Ärzte Zeitung, 28.07.2008

Trastuzumab erhält einen Innovations-Preis

Robert Koch Award des Urban & Vogel Verlages

MÜNCHEN (wst). Der monoklonale Antikörper Trastuzumab (Herceptin®) ist mit dem Robert Koch Award ausgezeichnet worden. Der Preis ist für medizinische Innovationen vorgesehen, die die Patientenversorgung entscheidend verbessern und die zudem ein großes Potenzial für die weitere klinische Forschung haben.
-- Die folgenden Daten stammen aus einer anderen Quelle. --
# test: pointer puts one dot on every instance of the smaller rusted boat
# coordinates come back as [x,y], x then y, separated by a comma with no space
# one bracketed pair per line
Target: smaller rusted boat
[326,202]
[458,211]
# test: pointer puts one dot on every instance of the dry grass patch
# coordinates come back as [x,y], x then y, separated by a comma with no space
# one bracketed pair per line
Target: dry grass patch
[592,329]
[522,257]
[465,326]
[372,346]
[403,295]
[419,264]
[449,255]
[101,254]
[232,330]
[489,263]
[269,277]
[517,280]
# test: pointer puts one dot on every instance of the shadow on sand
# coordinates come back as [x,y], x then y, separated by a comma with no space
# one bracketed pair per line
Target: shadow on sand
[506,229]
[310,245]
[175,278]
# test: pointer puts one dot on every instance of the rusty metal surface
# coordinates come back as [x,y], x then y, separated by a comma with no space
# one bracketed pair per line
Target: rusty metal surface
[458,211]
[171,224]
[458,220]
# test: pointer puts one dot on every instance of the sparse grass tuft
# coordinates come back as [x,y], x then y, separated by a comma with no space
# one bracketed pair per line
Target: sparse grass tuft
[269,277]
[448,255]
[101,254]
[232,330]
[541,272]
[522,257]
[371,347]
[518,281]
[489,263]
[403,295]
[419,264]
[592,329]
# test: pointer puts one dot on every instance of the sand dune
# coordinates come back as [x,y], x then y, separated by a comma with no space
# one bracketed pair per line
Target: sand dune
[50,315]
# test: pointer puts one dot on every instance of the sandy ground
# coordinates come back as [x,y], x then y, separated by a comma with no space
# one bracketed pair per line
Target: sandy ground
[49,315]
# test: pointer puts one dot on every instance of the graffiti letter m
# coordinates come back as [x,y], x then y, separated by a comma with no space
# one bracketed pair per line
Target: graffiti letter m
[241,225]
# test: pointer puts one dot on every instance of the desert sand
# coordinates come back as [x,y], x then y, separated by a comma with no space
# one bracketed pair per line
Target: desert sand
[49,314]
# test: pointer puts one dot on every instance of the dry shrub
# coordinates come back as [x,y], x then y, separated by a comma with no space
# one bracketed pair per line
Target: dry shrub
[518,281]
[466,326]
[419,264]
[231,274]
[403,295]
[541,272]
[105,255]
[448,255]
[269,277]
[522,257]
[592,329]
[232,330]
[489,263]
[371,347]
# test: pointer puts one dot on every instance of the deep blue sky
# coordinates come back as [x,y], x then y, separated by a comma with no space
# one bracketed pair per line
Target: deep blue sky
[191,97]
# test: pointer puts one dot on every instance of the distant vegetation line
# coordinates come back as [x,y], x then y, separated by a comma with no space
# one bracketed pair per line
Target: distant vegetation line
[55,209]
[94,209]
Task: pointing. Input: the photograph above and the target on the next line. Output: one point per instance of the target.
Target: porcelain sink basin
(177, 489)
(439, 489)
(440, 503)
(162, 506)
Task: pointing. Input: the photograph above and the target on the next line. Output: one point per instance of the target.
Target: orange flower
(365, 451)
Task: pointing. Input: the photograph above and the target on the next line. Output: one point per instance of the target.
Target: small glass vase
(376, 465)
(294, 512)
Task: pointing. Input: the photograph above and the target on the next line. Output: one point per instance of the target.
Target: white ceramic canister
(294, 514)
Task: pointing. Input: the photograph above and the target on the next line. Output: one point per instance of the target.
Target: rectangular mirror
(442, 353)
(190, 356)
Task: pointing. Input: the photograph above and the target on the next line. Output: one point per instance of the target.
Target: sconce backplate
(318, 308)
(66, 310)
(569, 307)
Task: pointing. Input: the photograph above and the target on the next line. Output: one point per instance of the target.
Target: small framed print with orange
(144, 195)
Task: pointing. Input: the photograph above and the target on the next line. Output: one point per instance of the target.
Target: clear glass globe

Die Auszeichnung wird vom Verlag Urban & Vogel, der zum Springer Medizin Verlag gehört, ausgelobt.

Die Vorgaben für den Preis werden von Trastuzumab bestens erfüllt, sagte der Pharmakologe Professor Thomas Unger aus Berlin bei der Preisverleihung in München. Der gegen den Tumorrezeptor HER2 (Human epidermal growth factor-receptor 2) gerichtete Antikörper hat mit einem völlig neuen Wirkprinzip die Prognose von Brustkrebspatientinnen mit HER2-positiven Tumoren sowohl im frühen wie auch im fortgeschrittenen Stadium entscheidend verbessert.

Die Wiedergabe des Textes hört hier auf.